Diffusion Mental Averages

arXiv cs.CV / 4/1/2026

📰 NewsSignals & Early TrendsIdeas & Deep AnalysisModels & Research

Key Points

  • The paper introduces Diffusion Mental Averages (DMA), aiming to generate a single “sharp and realistic” prototype of a concept directly from a diffusion model rather than averaging images outside the model.
  • It argues that prior data-centric averaging on diffusion samples yields blur, and proposes instead averaging in the model’s evolving semantic space by aligning multiple denoising trajectories so they converge from coarse to fine semantics.
  • DMA is framed as an optimization problem over multiple noise latents, producing a consistent visual summary and a way to probe how concepts are represented and biased in the diffusion process.
  • For multimodal concepts (e.g., many dog breeds), the method clusters samples in semantically rich embedding spaces like CLIP and then uses Textual Inversion or LoRA to connect CLIP clusters to diffusion space.
  • The authors claim it is the first approach to deliver consistent, realistic averages for both concrete and abstract concepts using this within-model averaging and trajectory-alignment strategy.

Abstract

Can a diffusion model produce its own "mental average" of a concept-one that is as sharp and realistic as a typical sample? We introduce Diffusion Mental Averages (DMA), a model-centric answer to this question. While prior methods aim to average image collections, they produce blurry results when applied to diffusion samples from the same prompt. These data-centric techniques operate outside the model, ignoring the generative process. In contrast, DMA averages within the diffusion model's semantic space, as discovered by recent studies. Since this space evolves across timesteps and lacks a direct decoder, we cast averaging as trajectory alignment: optimize multiple noise latents so their denoising trajectories progressively converge toward shared coarse-to-fine semantics, yielding a single sharp prototype.
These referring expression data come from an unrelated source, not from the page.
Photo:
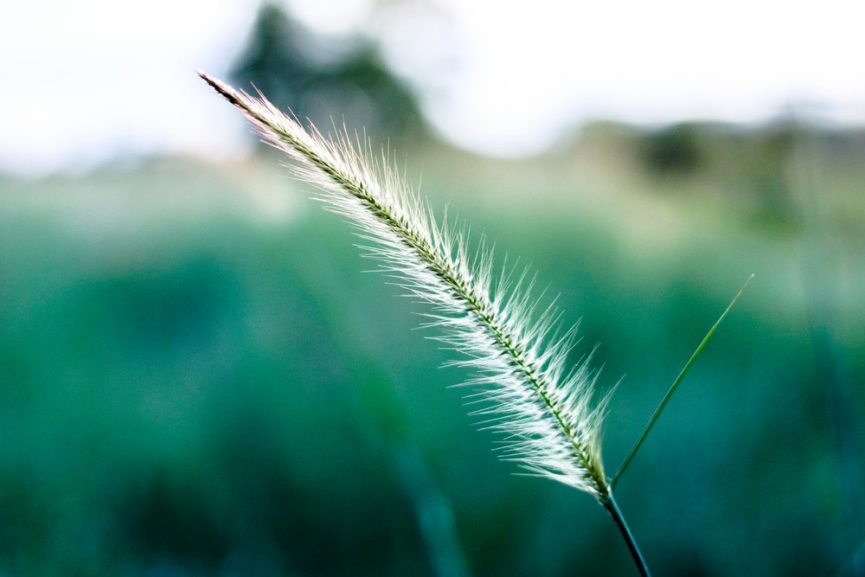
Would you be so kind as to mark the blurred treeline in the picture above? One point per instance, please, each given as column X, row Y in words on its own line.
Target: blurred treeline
column 197, row 379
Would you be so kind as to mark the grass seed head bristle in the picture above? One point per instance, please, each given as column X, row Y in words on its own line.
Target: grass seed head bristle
column 545, row 413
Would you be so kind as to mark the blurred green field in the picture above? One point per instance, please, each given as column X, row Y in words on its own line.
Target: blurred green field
column 198, row 378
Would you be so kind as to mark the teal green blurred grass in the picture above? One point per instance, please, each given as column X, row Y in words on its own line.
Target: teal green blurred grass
column 199, row 379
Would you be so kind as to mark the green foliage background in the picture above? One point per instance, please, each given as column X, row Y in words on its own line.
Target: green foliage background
column 196, row 377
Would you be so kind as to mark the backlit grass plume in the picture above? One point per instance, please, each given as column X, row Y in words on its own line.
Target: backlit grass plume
column 519, row 366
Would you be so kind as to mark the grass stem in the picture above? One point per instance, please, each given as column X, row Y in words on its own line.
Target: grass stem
column 663, row 404
column 613, row 507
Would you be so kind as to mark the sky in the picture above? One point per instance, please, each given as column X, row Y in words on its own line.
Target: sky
column 88, row 81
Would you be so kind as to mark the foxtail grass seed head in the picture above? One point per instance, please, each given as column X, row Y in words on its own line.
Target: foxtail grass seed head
column 520, row 385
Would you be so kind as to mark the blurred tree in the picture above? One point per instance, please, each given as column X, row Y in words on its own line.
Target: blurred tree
column 325, row 79
column 674, row 149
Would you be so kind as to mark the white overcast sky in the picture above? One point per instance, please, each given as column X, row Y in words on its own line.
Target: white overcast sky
column 87, row 81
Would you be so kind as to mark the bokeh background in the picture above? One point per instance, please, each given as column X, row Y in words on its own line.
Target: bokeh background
column 196, row 377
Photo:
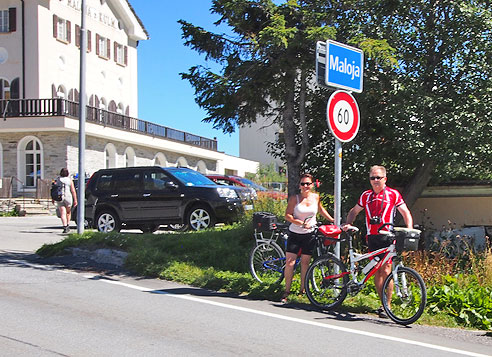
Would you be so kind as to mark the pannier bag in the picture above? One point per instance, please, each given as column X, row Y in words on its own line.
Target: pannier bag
column 264, row 221
column 407, row 239
column 56, row 190
column 331, row 232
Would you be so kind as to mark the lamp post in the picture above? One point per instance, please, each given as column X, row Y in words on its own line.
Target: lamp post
column 82, row 116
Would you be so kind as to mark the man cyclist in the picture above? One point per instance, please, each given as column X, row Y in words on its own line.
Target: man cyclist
column 380, row 204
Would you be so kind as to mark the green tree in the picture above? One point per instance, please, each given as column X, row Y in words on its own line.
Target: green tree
column 266, row 67
column 428, row 118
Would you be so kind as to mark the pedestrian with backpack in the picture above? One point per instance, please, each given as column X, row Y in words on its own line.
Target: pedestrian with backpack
column 65, row 197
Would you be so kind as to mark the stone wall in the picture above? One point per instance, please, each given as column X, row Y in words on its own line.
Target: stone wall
column 60, row 149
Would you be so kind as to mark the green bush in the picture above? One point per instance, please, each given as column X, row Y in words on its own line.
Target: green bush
column 469, row 303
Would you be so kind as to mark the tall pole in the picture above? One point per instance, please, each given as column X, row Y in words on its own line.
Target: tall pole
column 338, row 189
column 82, row 116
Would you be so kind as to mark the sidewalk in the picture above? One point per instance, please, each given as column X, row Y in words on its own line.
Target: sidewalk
column 27, row 234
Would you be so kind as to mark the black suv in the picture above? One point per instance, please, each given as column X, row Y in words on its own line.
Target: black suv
column 146, row 197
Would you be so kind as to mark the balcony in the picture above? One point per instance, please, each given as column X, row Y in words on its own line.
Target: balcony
column 15, row 108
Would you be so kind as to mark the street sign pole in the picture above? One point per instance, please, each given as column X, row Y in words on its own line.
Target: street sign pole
column 337, row 191
column 82, row 116
column 342, row 115
column 340, row 66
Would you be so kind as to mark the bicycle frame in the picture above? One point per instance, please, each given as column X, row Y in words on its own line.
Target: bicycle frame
column 273, row 237
column 354, row 257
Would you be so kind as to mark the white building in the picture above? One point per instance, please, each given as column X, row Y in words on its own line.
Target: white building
column 39, row 81
column 254, row 139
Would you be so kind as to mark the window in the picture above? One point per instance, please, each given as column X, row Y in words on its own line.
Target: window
column 109, row 156
column 120, row 54
column 88, row 38
column 155, row 181
column 61, row 29
column 103, row 47
column 31, row 156
column 127, row 181
column 4, row 20
column 129, row 157
column 8, row 20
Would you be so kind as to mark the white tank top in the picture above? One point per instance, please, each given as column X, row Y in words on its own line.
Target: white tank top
column 302, row 212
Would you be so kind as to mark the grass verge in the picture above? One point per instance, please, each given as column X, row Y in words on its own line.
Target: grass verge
column 218, row 260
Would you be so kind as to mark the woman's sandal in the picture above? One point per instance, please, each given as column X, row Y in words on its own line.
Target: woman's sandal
column 284, row 297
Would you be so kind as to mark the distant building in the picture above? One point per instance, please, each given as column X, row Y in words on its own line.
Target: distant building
column 39, row 81
column 254, row 139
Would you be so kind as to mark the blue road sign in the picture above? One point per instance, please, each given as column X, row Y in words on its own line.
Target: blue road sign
column 344, row 66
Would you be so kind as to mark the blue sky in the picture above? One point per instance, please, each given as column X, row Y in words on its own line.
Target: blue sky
column 164, row 98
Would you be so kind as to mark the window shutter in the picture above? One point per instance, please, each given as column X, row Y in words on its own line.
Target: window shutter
column 69, row 31
column 12, row 19
column 88, row 41
column 77, row 35
column 55, row 26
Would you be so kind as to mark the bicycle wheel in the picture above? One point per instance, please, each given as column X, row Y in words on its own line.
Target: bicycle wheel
column 326, row 282
column 408, row 296
column 266, row 263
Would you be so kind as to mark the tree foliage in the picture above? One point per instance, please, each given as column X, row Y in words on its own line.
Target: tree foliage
column 267, row 68
column 427, row 84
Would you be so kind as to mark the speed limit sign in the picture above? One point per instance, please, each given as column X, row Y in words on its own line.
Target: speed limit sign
column 343, row 116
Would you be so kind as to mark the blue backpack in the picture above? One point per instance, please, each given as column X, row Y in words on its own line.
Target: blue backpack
column 56, row 190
We extend our approach to multimodal concepts (e.g., dogs with many breeds) by clustering samples in semantically-rich spaces such as CLIP and applying Textual Inversion or LoRA to bridge CLIP clusters into diffusion space. This is, to our knowledge, the first approach that delivers consistent, realistic averages, even for abstract concepts, serving as a concrete visual summary and a lens into model biases and concept representation.